There was no shortage of preliminaries Thursday morning in Orchestra Hall. A rousing rendition of the national anthem -- the audience sounded particularly robust -- ushered in the Minnesota Orchestra's 106th season. To mark the state's sesquicentennial, an attractive new arrangement by Steve Heitzeg of Truman Rickard's "Hail! Minnesota" was premiered. And not least, concertmaster Jorja Fleezanis, who leaves the orchestra next May for a professorship at Indiana University, was greeted with a standing ovation when she walked out on stage.
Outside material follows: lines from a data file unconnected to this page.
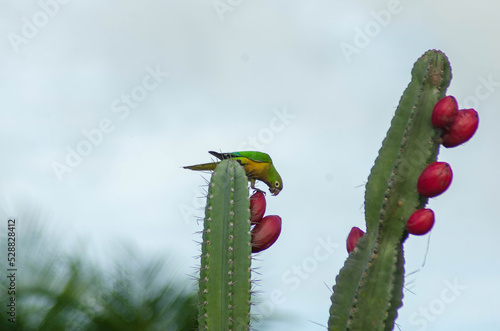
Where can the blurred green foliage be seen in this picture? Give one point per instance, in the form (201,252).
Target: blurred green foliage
(61,291)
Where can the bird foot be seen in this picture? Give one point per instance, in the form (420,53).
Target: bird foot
(255,190)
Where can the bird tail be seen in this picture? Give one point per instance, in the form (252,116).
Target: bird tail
(204,166)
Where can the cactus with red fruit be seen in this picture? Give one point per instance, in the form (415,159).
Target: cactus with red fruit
(369,288)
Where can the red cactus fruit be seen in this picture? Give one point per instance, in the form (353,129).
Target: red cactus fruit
(420,222)
(266,233)
(444,113)
(257,207)
(353,237)
(462,129)
(435,179)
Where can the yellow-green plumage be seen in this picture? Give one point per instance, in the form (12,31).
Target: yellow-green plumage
(257,165)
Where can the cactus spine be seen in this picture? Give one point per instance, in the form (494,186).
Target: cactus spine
(224,285)
(369,288)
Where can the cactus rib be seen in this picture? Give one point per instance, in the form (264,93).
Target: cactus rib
(224,286)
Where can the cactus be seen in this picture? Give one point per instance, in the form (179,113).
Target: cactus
(369,288)
(224,285)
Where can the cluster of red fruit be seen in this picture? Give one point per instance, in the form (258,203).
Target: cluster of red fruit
(266,230)
(457,126)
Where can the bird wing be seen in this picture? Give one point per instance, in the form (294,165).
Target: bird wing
(254,156)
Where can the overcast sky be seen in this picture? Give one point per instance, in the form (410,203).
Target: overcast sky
(102,103)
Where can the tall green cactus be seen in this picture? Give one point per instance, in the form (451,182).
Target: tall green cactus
(369,288)
(224,285)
Fleezanis' departure, announced Tuesday, shouldn't come as a shock. She has held the chair for 20 years -- longer than any of her predecessors. But it's not at all clear that Minnesotans (this one included) are ready to see her go. And her brilliant playing Thursday in the "moto perpetuo" variation of Alberto Ginastera's "Variaciones concertantes" -- perhaps the best, surely the least-known piece on the program -- offered a poignant reminder of what we're losing.
Led by music director Osmo Vänskä, Thursday's concert was devoted to music of and about Spain and Spanish America. It began with a sun-drenched account of Emmanuel Chabrier's ebullient "España" -- among the most successful of the many works by French composers that draw on the exoticism and eroticism of Spain. (Think Debussy and Ravel. Or think Georges Bizet, who penned "Carmen," the archetypal "Spanish" opera, without ever setting foot on Spanish soil.) The orchestra, despite its recent break, was in its groove; Vänskä's conducting was kaleidoscopic, propulsive, and, when appropriate, sly.
The Brooklyn-born, French-trained Aaron Copland placed "El Salon México," his infectious evocation of a Mexico City dance hall, squarely within the Chabrier tradition. More inviting than any travel poster, the piece tempts the listener to pack a bag and head for the airport. In Vänskä's hands it made a lively closer.
Between Chabrier and Copland came Ginastera (Argentina's finest composer, rivaled only by his pupil Astor Piazzolla), Manuel de Falla (less than ideally represented by three dances from his "Three-Cornered Hat") and Joaquín Rodrigo, whose "Concierto de Aranjuez" (written in Paris) made an alluring vehicle for the distinguished Minnesota-grown guitarist Sharon Isbin.
Isbin knew Rodrigo (1901-1999) for some 20 years, and it shows. Though slightly overamplified for my taste, she reveled in the colors and rhythms of Rodrigo's plaintive Adagio. So did English horn player Marni Hougham, who deserves a concerto of her own.
Larry Fuchsberg writes frequently about music.